Hollett was awarded a Rhodes Scholarship in 1915 after graduating from Mount Allison University in New Brunswick but he delayed going to the University of Oxford in order to enlist in the Royal Newfoundland Regiment. He enrolled at Oxford after World War I and graduated with a diploma in economics in 1921.[1]
He returned to Newfoundland after his studies and was appointed magistrate. Hollett led relief efforts after the 1929 Grand Banks earthquake created a tsunami that devastated the communities of the Burin Peninsula where he lived.[2]

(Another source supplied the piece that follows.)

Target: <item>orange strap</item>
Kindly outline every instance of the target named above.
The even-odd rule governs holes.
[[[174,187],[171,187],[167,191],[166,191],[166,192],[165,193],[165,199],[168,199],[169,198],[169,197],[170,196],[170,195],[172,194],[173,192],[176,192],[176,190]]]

Hollett served in the Newfoundland National Convention and was a member of the colony's 1947 delegation to London. He opposed Newfoundland joining Canadian confederation and supported the reinstitution of responsible government.[3] During the 1948 referendums on Newfoundland's future, Hollett was a leading member of the Responsible Government League that campaigned against joining Canada.
He ran and was elected to the House of Assembly as a Progressive Conservative member for St. John's West in 1952. The next year, he became leader of the Progressive Conservative party and Leader of the Opposition.[1]
He led the party through the 1956 but was unable to increase the party's seat total beyond the four seats it had when he became leader. In the 1959 provincial election Newfoundland Premier and Liberal leader Joey Smallwood challenged Hollett in his own riding and defeated him, reducing the Tories to three seats in the House of Assembly.[4] Hollett resigned as party leader.[1] Smallwood decided to run against Hollett after the Tory leader opposed a government motion of censure against the federal Progressive Conservative government of John George Diefenbaker.[4]
He was appointed to the Senate by Diefenbaker in 1961 and sat as a Progressive Conservative. He resigned in 1971 at the age of 80 and returned to Newfoundland. He died in 1985 at the age of 94.[1]